Uma ligeira digressão
psicanalítica sobre o texto de Maringoni. Não acredito, neste caso, numa
casualidade. A ausência do nome do atual presidente é significativa. É o lapso
freudiano, conhecido por aqui como “ato falho” (Erros ou esquecimentos triviais
na aparência podem comportar significados profundos). Os atos falhos manifestam
desejos do inconsciente.
A coleção de bravatas e gestos populistas
baratos que Maduro acumula é formidável. Mas a situação começou a ficar
realmente grave quando declarou que às vezes dorme junto ao túmulo de Hugo
Chávez, onde consegue "ponderar calmamente" as suas ações. "Por
vezes, disse Maduro, vou lá durante a noite e, na maior parte das vezes acabo
por dormir lá". A devoção de Maduro por Chávez é conhecida, mas desta vez
parece que foi longe demais. Claro. O homem não é bobo. Sabe que Chávez, mesmo
morto, é o fiador do seu governo. As visitas ao túmulo do comandante, neste
sentido, são calculadas e habilmente exploradas na mídia oficial.
De qualquer maneira, a
declaração, embora excessivamente apelativa, não surpreende. Na campanha
eleitoral Maduro afirmou que o presidente Chávez, recém falecido, apareceu na
forma de um pássaro e voou à sua volta. Tínhamos ali um forte indício do
caminho que o homem trilharia. Será que alguma cartilha bolivariana seria capaz
de explicar, à luz do socialismo do século XXI, esta extraordinária aparição?
O que esperar depois
disso? Não duvidem do estafeta do chavismo, ele se supera a cada gesto. A Venezuela,
claro, vai a reboque. A cada declaração, o país parece distanciar-se cada vez
mais de qualquer definição de democracia. Menos para Gilberto Maringoni, para
quem “a
combinação de progresso social com efervescência participativa é que solidifica
a democracia venezuelana”. Maringoni só esqueceu o nome do atual presidente.
Na quinta feira, em
meio à grave crise econômica e de abastecimento, Maduro anunciou a criação de
um vice-ministério para supervisionar os programas sociais do governo nas áreas
da saúde, do esporte, da ajuda financeira aos mais pobres e de moradias
populares. Os projetos do governo nestas áreas não são previstos na proposta de
orçamento e estão fora do controle e da fiscalização do legislativo. O
vice-ministério foi batizado de “Ministério da Suprema Felicidade Social”. O
objetivo, segundo Maduro, é que as pessoas sejam "atendidas da forma mais
sublime, sensível, delicada e amável por pessoas que se dizem cristãs,
revolucionárias e chavistas". E num adendo místico complementou dizendo
que é preciso chegar ao céu, onde está o ex-presidente Hugo Chávez. Entenderam?
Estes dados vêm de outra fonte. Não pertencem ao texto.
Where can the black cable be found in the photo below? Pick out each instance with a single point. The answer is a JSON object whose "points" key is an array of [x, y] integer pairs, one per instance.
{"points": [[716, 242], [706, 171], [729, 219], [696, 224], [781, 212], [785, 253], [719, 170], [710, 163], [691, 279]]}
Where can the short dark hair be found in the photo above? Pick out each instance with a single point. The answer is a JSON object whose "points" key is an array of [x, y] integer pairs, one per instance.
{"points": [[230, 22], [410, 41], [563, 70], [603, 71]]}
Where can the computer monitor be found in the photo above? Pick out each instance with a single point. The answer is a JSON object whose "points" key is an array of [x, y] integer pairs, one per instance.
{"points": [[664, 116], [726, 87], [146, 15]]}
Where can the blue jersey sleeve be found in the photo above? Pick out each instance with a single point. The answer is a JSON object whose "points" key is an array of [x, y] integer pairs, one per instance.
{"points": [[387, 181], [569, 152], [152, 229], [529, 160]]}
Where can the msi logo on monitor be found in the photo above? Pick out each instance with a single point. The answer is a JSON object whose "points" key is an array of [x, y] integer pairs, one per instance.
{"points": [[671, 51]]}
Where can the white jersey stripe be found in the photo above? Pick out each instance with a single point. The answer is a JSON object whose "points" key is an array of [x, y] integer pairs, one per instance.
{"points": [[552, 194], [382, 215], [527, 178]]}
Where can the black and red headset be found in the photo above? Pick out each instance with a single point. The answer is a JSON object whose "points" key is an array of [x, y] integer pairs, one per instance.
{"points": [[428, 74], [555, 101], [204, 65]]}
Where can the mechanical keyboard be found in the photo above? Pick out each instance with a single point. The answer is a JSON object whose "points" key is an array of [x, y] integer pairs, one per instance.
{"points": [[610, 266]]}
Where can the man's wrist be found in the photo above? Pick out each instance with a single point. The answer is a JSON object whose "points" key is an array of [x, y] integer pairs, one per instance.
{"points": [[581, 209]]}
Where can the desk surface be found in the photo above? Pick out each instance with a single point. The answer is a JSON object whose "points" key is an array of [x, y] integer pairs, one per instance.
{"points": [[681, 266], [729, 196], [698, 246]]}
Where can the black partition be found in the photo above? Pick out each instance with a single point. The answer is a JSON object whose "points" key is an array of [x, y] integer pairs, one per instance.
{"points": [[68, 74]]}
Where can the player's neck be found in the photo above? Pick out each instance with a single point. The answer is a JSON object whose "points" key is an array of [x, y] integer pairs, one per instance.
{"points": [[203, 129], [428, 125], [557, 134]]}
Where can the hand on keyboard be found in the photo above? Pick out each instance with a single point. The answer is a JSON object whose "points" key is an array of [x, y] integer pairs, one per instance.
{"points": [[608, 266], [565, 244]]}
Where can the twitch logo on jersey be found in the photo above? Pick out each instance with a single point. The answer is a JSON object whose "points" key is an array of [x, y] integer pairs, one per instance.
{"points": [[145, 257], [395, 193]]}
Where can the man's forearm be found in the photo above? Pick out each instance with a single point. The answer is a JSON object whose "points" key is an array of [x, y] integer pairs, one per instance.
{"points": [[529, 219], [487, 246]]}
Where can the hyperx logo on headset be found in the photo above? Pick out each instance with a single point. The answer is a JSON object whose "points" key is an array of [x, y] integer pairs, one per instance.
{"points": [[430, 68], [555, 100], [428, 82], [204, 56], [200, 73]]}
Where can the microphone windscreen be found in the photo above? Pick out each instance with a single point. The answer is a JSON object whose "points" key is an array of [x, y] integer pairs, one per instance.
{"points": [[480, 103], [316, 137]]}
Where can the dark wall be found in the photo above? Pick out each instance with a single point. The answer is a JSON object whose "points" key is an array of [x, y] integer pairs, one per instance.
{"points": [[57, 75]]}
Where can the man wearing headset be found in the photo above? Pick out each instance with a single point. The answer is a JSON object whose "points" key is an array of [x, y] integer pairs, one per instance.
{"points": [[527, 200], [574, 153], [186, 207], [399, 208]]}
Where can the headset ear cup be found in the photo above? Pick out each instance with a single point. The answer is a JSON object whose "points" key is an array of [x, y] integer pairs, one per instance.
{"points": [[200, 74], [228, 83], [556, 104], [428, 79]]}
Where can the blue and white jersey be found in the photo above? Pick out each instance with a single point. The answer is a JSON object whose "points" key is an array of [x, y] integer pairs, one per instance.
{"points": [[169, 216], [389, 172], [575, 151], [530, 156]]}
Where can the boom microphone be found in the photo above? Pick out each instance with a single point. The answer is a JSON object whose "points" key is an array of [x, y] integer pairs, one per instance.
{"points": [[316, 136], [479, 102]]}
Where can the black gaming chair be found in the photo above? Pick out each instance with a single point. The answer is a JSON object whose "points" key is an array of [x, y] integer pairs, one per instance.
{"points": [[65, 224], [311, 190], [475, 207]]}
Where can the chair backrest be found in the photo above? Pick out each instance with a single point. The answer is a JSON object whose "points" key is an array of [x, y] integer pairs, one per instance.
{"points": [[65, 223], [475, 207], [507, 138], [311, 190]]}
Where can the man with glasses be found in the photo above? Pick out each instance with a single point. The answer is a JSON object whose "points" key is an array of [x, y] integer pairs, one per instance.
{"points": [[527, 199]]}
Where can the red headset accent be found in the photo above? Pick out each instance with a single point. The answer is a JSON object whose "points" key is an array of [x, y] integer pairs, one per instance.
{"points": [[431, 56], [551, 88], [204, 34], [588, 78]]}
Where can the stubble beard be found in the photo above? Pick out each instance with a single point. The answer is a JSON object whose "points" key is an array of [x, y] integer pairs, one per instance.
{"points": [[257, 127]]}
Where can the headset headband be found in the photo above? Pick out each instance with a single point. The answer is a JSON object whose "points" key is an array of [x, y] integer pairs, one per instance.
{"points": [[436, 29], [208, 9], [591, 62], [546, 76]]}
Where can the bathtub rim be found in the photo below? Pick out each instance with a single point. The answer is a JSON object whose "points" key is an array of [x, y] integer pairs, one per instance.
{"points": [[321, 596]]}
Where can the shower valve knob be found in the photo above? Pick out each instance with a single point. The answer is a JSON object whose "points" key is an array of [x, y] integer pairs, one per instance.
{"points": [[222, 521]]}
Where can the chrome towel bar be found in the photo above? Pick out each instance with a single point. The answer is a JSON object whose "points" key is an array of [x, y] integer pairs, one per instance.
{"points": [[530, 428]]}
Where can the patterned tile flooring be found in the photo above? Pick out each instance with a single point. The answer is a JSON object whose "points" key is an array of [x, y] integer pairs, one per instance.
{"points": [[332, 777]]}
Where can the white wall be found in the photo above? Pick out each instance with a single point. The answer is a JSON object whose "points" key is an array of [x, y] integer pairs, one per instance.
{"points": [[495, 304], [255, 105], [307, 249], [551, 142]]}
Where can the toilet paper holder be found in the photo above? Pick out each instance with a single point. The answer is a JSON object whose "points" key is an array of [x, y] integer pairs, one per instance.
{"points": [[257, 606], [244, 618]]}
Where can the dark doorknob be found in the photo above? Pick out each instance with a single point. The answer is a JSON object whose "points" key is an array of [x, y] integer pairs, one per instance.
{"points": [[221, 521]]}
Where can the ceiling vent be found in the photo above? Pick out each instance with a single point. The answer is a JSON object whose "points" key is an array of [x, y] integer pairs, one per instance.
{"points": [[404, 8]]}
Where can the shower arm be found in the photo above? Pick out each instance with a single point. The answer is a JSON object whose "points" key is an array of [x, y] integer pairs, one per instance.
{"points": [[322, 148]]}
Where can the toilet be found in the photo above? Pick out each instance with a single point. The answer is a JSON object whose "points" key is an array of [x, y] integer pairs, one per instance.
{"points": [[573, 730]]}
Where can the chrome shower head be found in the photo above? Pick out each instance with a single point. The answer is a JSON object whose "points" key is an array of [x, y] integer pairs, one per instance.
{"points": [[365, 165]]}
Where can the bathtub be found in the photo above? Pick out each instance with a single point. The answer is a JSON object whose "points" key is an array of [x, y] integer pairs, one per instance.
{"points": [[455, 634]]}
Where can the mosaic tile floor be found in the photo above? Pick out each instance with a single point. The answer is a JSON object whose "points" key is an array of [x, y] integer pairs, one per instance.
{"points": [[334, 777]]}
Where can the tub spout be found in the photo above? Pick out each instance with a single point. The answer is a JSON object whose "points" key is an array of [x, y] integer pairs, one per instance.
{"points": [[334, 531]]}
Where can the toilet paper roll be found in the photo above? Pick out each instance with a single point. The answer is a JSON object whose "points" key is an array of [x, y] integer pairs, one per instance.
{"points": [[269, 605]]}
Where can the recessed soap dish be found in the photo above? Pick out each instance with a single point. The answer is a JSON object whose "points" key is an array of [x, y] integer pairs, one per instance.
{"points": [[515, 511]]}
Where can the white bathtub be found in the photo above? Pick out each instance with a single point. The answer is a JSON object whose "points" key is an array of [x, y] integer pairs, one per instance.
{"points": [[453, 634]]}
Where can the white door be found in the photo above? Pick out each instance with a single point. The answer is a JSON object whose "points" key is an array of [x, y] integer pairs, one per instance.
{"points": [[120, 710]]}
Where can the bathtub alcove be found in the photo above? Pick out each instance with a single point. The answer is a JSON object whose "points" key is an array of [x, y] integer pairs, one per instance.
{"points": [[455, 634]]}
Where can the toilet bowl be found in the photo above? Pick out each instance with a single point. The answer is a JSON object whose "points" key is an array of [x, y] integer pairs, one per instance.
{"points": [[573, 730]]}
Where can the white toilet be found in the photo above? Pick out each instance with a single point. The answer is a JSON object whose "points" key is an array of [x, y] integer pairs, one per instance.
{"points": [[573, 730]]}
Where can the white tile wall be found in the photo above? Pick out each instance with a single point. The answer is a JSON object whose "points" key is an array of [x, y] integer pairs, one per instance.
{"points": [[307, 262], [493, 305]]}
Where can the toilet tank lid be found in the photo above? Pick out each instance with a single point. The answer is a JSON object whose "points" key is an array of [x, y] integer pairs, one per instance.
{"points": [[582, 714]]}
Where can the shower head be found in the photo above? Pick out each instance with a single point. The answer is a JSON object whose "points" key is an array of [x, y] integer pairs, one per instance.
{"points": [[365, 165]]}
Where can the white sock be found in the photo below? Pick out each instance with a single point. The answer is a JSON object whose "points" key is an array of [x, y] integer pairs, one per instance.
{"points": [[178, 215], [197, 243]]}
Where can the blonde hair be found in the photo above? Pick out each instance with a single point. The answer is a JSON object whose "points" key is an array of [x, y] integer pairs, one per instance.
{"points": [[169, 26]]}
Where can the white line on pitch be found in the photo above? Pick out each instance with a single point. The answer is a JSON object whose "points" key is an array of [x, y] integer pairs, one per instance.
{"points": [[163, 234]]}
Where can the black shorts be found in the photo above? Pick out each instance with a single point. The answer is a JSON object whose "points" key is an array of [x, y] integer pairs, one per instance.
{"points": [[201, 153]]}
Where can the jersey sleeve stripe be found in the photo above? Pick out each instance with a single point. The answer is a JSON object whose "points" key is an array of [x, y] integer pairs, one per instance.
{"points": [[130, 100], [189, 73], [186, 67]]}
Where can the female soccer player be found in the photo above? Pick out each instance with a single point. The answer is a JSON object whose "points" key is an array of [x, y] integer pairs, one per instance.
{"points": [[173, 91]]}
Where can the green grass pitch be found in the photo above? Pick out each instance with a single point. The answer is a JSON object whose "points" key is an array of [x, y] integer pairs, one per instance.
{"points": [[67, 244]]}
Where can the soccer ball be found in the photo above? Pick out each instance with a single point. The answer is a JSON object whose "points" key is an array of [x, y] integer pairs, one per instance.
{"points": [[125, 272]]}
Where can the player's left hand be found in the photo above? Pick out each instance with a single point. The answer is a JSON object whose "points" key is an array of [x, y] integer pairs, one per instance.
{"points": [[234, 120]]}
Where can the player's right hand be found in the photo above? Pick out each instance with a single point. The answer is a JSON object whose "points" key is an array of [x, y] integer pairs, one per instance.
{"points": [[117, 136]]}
O vice-ministério, além de promover a felicidade na terra, seria uma espécie de
condutor espiritual do povo ao paraíso, ao céu, onde o comandante descansa e
zela pela revolução.
O novo ministério
lembra os quatro ministérios da Oceania (de Orwell): Ministério da Verdade, da
Paz, do Amor e Fartura. A diferença é que Maduro leva a sua criação a sério.
O “Ministério da
Suprema Felicidade” é de dar inveja em muitos ditadores. Kim Jong-il deve estar se perguntando: “Como
é que eu não pensei nisso antes?” Pois é Kim, na Venezuela agora a felicidade é
uma questão de estado. O estado é o demiurgo do milagre social da felicidade. E
não é qualquer felicidade: é a “felicidade suprema”. Deve ser o estágio
superior do socialismo do século XXI.
No mesmo ato de
lançamento do vice-ministério, Maduro instituiu também o “Dia de Lealdade ao
Legado de Chávez e do Amor à Pátria”. O dia escolhido para homenagear o comandante
foi 8 de dezembro. “El 8 de diciembre, disse Maduro, será a partir de este
momento el día de la lealtad y amor a Hugo Chávez, porque ese día vino a
despedirse de su pueblo, aún con su dolencia vino con mucha serenidad y fuerza
a despedirse de su patria". 8 de dezembro foi o dia da última aparição
pública de Chávez. Na ocasião, designou Maduro como o seu sucessor. Mas é
também, coincidentemente, o dia das eleições municipais, na Venezuela. A
partir do próximo dia 8 de dezembro as eleições e a lealdade à Chávez serão inseparáveis.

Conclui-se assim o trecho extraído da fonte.